Were growing and looking to hire SRE Team Leader who embodies our core values: People First, Customer Obsession, Strive for Excellence, and Integrity.
Responsibilities
As an SRE Team Leader, Your impact will be:
Site Reliability Engineering (SRE)
Production Gatekeeper: Design and enforce the rollout strategy for new technologies and oversee their execution to ensure minimal disruption to existing systems.
Production On-Call: Act as the first line of response for critical incidents, assessing issues, triaging, and coordinating with the team to prevent further issues and swiftly restore services.

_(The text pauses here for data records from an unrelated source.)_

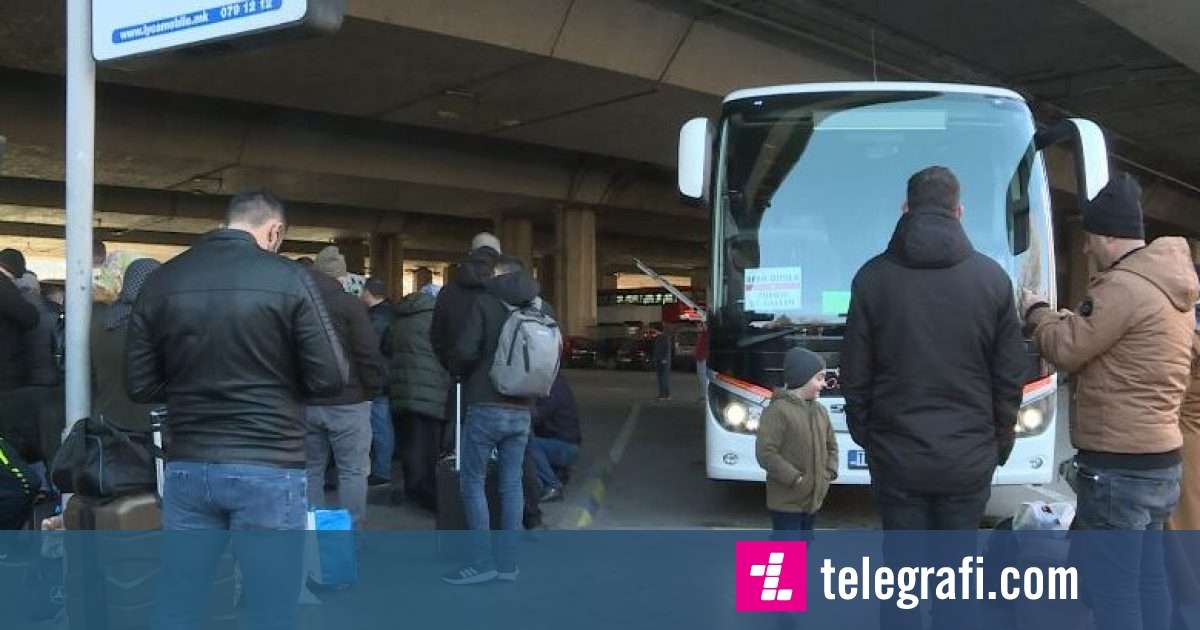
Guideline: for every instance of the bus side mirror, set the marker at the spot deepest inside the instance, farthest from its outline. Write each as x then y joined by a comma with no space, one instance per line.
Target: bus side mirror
695,160
1091,153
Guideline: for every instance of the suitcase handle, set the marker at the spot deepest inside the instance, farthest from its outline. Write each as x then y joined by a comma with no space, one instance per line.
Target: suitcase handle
457,425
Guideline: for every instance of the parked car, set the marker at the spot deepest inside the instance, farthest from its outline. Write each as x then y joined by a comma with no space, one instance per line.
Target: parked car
579,352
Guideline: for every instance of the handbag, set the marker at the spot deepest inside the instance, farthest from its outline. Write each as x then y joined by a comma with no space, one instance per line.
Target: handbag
99,460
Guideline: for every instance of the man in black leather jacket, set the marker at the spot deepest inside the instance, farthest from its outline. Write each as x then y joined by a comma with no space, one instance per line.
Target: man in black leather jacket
233,337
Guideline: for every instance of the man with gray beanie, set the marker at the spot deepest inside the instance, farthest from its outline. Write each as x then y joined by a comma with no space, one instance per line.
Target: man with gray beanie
796,444
1128,348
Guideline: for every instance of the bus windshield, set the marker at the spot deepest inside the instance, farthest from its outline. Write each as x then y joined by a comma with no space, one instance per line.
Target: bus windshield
810,186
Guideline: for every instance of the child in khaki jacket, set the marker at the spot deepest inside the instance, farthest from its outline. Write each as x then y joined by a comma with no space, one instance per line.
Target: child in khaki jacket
796,444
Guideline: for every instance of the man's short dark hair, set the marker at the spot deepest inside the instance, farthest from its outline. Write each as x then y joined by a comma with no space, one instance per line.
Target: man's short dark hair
508,264
255,208
376,287
934,186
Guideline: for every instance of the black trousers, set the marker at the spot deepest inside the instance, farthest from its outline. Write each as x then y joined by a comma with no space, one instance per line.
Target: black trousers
903,511
532,489
419,442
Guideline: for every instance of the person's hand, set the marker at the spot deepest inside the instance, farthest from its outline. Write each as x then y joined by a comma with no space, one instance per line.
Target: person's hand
1029,299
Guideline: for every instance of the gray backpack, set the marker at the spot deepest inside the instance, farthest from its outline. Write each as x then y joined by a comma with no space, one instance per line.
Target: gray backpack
528,353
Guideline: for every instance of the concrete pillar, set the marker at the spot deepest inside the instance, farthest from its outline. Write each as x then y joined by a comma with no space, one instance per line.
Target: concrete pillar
700,283
516,238
576,269
388,262
355,252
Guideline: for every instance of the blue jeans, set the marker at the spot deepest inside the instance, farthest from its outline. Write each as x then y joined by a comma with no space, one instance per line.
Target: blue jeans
550,454
383,438
1132,592
265,507
507,431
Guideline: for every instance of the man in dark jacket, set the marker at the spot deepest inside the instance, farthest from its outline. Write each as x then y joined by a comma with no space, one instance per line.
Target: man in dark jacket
232,337
342,423
457,298
493,421
17,317
661,357
556,437
933,365
383,438
418,393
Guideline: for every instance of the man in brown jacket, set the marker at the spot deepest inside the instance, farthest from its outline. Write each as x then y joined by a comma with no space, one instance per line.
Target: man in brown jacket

Monitor Production Performance and Degradation: Keep a close eye on system performance metrics and detect any degradation early to prevent outages and disruptions.
Production Maintenance: Conduct regular infrastructure upgrades to accommodate changes, developments, and advancements in the technological landscape.
Manage Release Flow: Oversee the release of updates and new functionalities, ensuring a seamless transition while handling any potential negative impacts on production.
Staging Management: Oversee the management of the staging environment, ensuring that it accurately represents the production environment for effective testing and simulation.
Network Operations Center (NOC)
Build Playbooks: Develop and maintain comprehensive playbooks for managing system issues and incidents, setting guidelines for troubleshooting, escalation, and resolution processes.
Build Monitoring Dashboards: Design, set up, and maintain monitoring dashboards to visualize and track system performance and incidents in real-time.
Alerts and Incident Management: Establish protocols for issuing alerts in the event of system issues or anomalies and lead the team in incident resolution.
Requirements: What do you need to succeed in this role?
Proven experience in SRE/DevOps roles (NOC role - advantage) and team management experience
Strong leadership qualities and team management skills.
Tech stack - Jenkins, TF, Ansible, Bash, Python, AWS, Argo
Expertise in system monitoring and incident management tools
Exceptional problem-solving and analytical skills
Excellent written and verbal communication abilities.
A Bachelor's degree in Computer Science, Information Technology, or a related field - Advantage
Familiarity with Agile methodologies.
This position is open to all candidates.